Some studies compared various types of 3D printing with different results—surgical templates printed by the light-cured method were statistically less incongruent than those made by an FDM printer in a study by Sommacal et al. in 2015 [25
]. The accuracy of models obtained by intraoral scanning is very high and shows a high level of precision even in more complicated procedures such as dental implantology and prosthodontics [26
]. A study by Jang et al. from 2020 showed lower accuracy of fixed dental prostheses fabricated on a 3D printed model than on a conventional cast, but still sufficient for clinical practice [27
]. Although many studies have been devoted to the accuracy of models in various clinical applications, with various results, it is not only the metric quality and stability that are important attributes of the 3D printed model: in prosthodontics, esthetic dentistry and orthodontics, the surface of the model is equally important. This also gives information about individual characteristics such as the presence and shape of mamelons, individual curves and the shape of teeth and incisal edge as well as cusps.
Specific studies are devoted to profilometer-based approach [28
] and advanced micro computed tomography [29
], owing to the fact that hard X-ray allow for the isotropic spatial resolution in three-dimensional space. These methods can improve possibilities of the assessment of implants and surrounding bones, to determine mineral concentration in the teeth and to estimate the thickness of enamel. In this way these methods can contribute to the appropriate use of three-dimensional models.

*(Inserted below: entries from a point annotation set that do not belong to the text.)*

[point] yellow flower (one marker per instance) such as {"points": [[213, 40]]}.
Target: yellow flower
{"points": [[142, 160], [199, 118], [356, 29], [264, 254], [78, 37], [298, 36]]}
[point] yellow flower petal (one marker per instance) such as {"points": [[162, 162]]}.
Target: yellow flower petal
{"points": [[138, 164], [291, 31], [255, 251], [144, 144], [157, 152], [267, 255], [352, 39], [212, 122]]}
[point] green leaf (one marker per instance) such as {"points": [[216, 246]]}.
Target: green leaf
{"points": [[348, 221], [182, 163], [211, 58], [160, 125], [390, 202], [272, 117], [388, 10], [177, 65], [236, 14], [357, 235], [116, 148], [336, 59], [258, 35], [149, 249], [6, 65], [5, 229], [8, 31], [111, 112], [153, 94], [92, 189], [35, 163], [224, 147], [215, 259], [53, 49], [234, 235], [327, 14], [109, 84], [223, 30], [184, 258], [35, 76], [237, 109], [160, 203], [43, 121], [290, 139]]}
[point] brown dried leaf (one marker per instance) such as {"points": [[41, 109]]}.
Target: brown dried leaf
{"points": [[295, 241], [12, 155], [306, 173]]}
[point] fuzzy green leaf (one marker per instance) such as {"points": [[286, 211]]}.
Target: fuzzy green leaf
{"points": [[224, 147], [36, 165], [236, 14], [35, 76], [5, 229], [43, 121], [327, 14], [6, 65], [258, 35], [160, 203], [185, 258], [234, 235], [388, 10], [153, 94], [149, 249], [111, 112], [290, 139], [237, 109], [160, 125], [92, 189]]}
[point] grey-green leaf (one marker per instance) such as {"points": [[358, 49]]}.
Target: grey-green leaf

Intraoral scanning and 3D printing can be the only method of choice when we must take care of patients with serious diseases or handicaps where is not possible to use conventional impressions and models for dental or orthodontic treatment [30
]. Wesemann et al. advise intraoral scanning in orthodontics for full arch scans but find it more time-consuming than conventional impression-taking [31
]. Our case report demonstrates treatment options for a patient with a rare disease in the orofacial region with a population prevalence of less than 1:2000 inhabitants. Therapy of these diseases is mostly long term and quality cooperation between parents and medical specialists across many different disciplines is necessary during the therapy [32
]. It does not mean that the child patient cannot live a fully-fledged life with smooth integration into society in adulthood. It is necessary to take into account the limited possibility of a medically compromised patient’s cooperation when devising a global therapeutic plan. Use is made of interdisciplinary cooperation with a specialized department which can give medical treatment in general anesthesia, sedation, etc. Many specialists take part in the treatment, from a geneticist to an orthodontist to a maxillofacial surgeon. The case report describes progress of the treatment of a medically compromised patient with Kabuki syndrome in our clinic. Orthodontic treatment was finished after one year and three months, with a recommendation to maintain proper hygiene by periodic check-ups of dental hygiene. The stability of therapy was supported with intraoral scans, 3D print models and special splints.